1. The paper is based on mouse, but the first few paragraphs of the Introduction do not explicitly state this even though they define E2.5 - E4.5. In so doing, they should also define 'Embryonic day (E)' as used in the timeline.

2. Figure 4 and corresponding text: the simulated expression profiles in Figs 4D, 4E, and 4F are impressive. The authors simply state that this "mirrors experimental findings" and cite [19, 30, 84, 88]. Please indicate which of those findings, if any, profiled cell clusters by single cell RNA-seq (sc-RNAseq), and if so can the authors add something more than merely citing these references to support their assertion of molecular recapitulation.
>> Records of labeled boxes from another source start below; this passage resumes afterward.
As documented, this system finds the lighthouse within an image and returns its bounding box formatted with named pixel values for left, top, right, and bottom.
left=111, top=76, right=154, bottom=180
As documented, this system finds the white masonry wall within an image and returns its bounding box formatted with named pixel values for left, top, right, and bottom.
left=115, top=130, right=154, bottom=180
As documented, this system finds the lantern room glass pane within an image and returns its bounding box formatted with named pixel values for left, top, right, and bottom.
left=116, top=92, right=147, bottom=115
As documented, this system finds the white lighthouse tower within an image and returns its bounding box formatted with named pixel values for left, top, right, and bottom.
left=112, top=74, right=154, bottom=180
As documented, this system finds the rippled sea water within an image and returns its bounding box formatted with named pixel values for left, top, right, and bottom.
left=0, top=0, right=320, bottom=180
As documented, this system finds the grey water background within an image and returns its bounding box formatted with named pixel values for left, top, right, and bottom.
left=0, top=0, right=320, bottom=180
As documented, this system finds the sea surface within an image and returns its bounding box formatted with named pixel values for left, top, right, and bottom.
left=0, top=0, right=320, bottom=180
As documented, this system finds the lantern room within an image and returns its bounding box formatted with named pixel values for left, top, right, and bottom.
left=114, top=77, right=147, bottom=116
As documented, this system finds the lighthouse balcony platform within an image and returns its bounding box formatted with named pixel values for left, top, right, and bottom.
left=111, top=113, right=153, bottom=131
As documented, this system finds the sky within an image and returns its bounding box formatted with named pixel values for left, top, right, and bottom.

3. Lines 403-406: more context is needed to introduce the autocrine/paracrine modes before delving into the computational details.

4. Figures 6 and 7 legends: please define the colors used in the graphs.

5. Please add discussion on the mouse to human extrapolation value of the models.

6. I am not quite clear on what the authors mean in the Methods by 'biophysically-realistic mechanistic modeling for quantitative understanding. It does not seem to reflect cellular biomechanics, but rather cellular trajectories over time. Terminology along those lines in the parlance of modern scRNAseq or spatial transcriptomic studies is 'pseudotime' reconstruction. Please explain terminology, if appropriate.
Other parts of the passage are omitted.